高橋氏 マルチ・アセット運用チームは30年以上の歴史があり、約7兆円(約480億ドル)の資産を運用しています。「フィデリティ・ロイヤル・コア・ファンド」を運用するチームは、運用主担当をロンドンに在籍するサラ・ジェーン・コースレイが務め、共同運用担当者としてシンガポールのイアン・サムソンと東京の白井匡が就きます。主担当のサラは2000年からマルチ・アセットの運用経験があり、白井は約15年、イアンは約10年の経験があります。この3人の運用担当が、フィデリティ・インターナショナルのマルチ・アセット運用チーム100人超のサポートを受けて運用にあたります。マルチ・アセット運用チームの旗艦ファンドは残高が約9,000億円のインカム収益重視で安定運用を行うファンドですが、10年以上のトラックレコードがあって、この間の年率平均リターンはコスト控除後で2.1%になっています。

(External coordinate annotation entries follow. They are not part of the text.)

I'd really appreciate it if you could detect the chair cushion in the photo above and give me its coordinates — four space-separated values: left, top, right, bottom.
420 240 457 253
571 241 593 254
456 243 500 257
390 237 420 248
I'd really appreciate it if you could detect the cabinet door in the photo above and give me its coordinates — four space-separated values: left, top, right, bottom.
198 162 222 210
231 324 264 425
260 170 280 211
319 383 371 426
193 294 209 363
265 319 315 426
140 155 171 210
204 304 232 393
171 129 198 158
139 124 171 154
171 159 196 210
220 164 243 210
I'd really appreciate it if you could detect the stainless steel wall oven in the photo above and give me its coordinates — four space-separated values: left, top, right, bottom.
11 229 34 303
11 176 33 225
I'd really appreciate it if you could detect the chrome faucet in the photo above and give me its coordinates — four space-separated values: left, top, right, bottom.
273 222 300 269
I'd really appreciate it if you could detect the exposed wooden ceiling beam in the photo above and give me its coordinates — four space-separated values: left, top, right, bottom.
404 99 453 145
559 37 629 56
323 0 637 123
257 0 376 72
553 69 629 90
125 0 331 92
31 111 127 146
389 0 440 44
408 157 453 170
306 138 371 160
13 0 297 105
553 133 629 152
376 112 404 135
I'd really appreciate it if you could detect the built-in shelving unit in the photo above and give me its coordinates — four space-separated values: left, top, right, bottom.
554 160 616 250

マルチ・アセットのポートフォリオは、株式のポートフォリオの中に、先進国株式、新興国株式、業種別株式、また、グロース株式、バリュー株式、大型株式、小型株式、最小分散株式など様々な資産クラスに分散し、債券の他、コモディティ(金、銀、プラチナ、先進国リートなど)も投資対象として、環境の変化にきめ細かく対応してリスクを抑えた運用を行います。これらの資産には運用コストと流動性を考えてETFを使って投資します。リスクを抑えたマルチ・アセット運用ではコストを抑えることが重要だと考えています。ETFを使うことによって機動的で柔軟なポートフォリオの変更に対応でき、当ファンドの信託報酬率を年率0.8525%(税込み)に抑えることができました。
――非課税期間が無期限の「新NISA」が2024年1月に始まる予定です。このファンドを資産形成においてどのように使っていくことを想定していますか?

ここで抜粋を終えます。